Но Макарьевна ушла не сразу, подождала, когда за поворотом скроются
огни хозяйской машины, и проворчала:
– Не отберут, ишь ты, прыткий, всяко может быть.
И зашаркала, неспеша, в дом.
*****
Качалась по полу длинные тени, абажур и маятник ходиков с кукушкой…Качалась молодая ночь за окном, то приступая к подоконнику еще прозрачно-слюдяной зыбкой синевой, то отскакивая прочь от света фар. Заметно тянуло наближающимся заморозком, стыло, неуютно…
  Трое сидели за столом и молчали устало. Разом  иссяк разговор, расшевеливший все, растрясший уже привычную тишину некогда звонкого дьяковского дома. Теперь сказать было друг другу нечего, но еще не расходились, будто боялись, что встанут, и качнется дом, как дно утлой лодчонки…Мишка глаз не сводил с побелевших Томкиных пальцев, намертво вцепившихся в край стола. Зверьком зыркала Ташка, и казалось, что в ней сейчас колобродит куда больше слов, чем в этих двоих оделенных речью и слухом. Катерина забилась в угол дивана, потерянная, как носок под кроватью.

Собственно, в том шторме, что трепал минуту назад уже не её и даже не Мишкин дом, она участия не принимала. Во-первых, потому что Мишка сразу её прогнал, а во-вторых, потому, что Томка остаться разрешила. И в-третьих, все услышанное надо было взвесить, а оно не желало взвешиваться.

С одной стороны, кем бы ни приходился Мише найденыш, разбивший Дьковскую семью, он, то есть она, не его дочь. Племянница. Всего лишь племянница. С другой, деревенские держатся за родство до абсурда. Ведь сестру же свою Миша не бросил! По-человечески все ясно и правильно. И, по высоким меркам, так и должен был поступать брат.  Мама, безусловно, это бы одобрила и поддержала. Но время нынче другое. И  парадокс его в том, что эти самые общечеловеческие мерки стали тесными, как жёсткий корсет. Их всё еще провозглашали, как истину, но никто уже им не следовал. И ничего, кроме  лишних комплексов, эти мерки дать не могли. Да, правильно и верно любить ближнего своего, но если всех ближних любить… останутся силы любить себя? А для любой самодостаточной личности свойственна, прежде всего, любовь к себе… Нет, Миша не должен уцепиться за девчонку, он и  сына-то не больно жаловал…Но кто же его знает? И тогда что? Тогда у неё выбора не остаётся – решение Мишки она примет. Ой, только б  девочка нормальной была…. Хотя по закону наследственности и в третьем поколении, во внуках… Надо все это объяснить… Как?

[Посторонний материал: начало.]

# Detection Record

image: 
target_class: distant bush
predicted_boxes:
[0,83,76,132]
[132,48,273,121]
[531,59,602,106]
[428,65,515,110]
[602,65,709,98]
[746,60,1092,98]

Скрипнул стол, точно кто-то оперся о него рукой
– Я пойду, Миша. Ребятишки там…
Катерина прислушалась, голос бывшей звучал ровно, без истерик…  «Уходи…уходи» - почти зашептала.
– Погоди, увезу. Поздно уже.
Глухо брякнули ключи, грохотнул поспешно отодвинутый стул.

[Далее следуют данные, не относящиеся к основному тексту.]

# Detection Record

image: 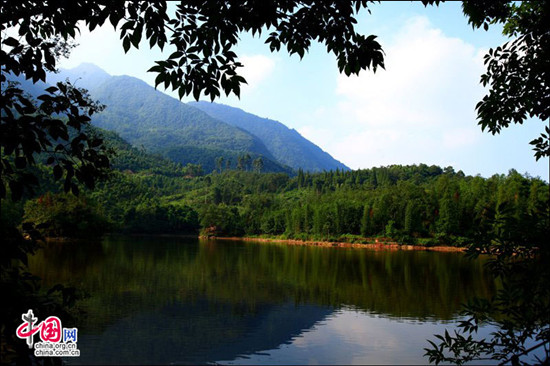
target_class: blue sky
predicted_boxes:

Толкнуло в спину острое желание рвануть следом, перегородить дорогу… Но Катя тут же и осадила себя… Не возьмет Мишка, вот сейчас не возьмет.
- Кррааак – подала голос дверь…
Катя прислушалась и скользнула на кухню… Вот сейчас должны грохотнуть двери гаража, зарокотать мотор… Но…тихо.
- Ку-ку-ку – завелась кукушка так резко, что Катя вздрогнула. И только тут вспомнила про Ташку. Немая всё  сидела за столом, точно приклеили её к стулу, таращила глаза бессмысленно, стеклянно,  но по щекам, точно сами по себе, струились, отблескивая, влажные дорожки. Если бы статуя умела рыдать, это выглядело бы так же…щекой не дернув и рта не скривив…
И весь разговор вспомнился очень ясно. И Томка, и Миша, - они же и говорили так, будто девочка эта только его или её, а  от Ташки, все, что надо было, чтоб подтвердила, она подтвердила , точно она уже и права никакого на ребенка  не имела…Да, так это выглядело и слышалось из катюшкиного угла…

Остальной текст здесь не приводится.